Schools nation-wide are cutting extracurricular programs when faced with the decision of how to reduce spending. EducationNext published an article discussing the extra curricular dilemma. Moot court, swim teams and art clubs – just to name a few – are being shoved off the budget sheet because they are not vital to a student’s education. Or are they?
Cutting extracurriculars can be as damaging to a student’s success as cutting a core subject. Studies show that there is a correlation between participating in after school activities and graduating from high school, attending college, and having a successful post-college career. June Kronholz wrote in EducationNext:
“The National Center for Education Statistics found that high-school seniors who were involved in school activities were less likely to cut class and play hooky than kids who weren’t involved. Three times as many had a GPA of 3.0 or higher.”

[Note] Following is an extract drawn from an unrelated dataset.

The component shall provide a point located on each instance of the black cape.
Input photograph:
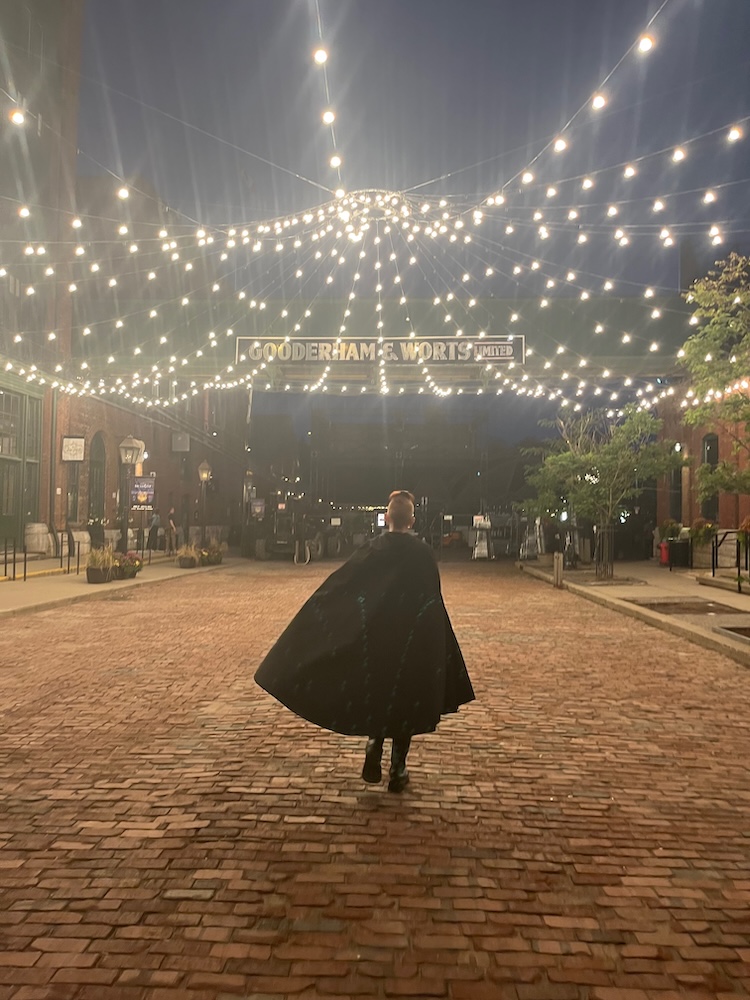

Other positive results of involvement in non-academic activities include:
- time management
These skills are vital to a successful college and post-college career. Furthermore, a lack
of elementary, middle, and high school extracurriculars negatively impacts students’ tendency to get involved on their college campuses.
U.S. Department of Education data shows that students with the best test scores are the most active in extracurricular nonacademic activities. But does extracurricular involvement produce good students or are good students involved in extracurriculars? Margo Gardener, a scientist at the National Center for Children and Families, investigated this correlation. EducationNext published her findings:
“Using data from the 1988 National Education Longitudinal Study (NELS), and controlling for poverty, race, gender, test scores, and parental involvement, Gardner has calculated that the odds of attending college were 97 percent higher for youngsters who took part in school-sponsored activities for two years than for those who didn’t do any school activities.”
“The odds of completing college were 179 percent higher, and the odds of voting eight years after high school, a proxy for civic engagement, were 31 percent higher.”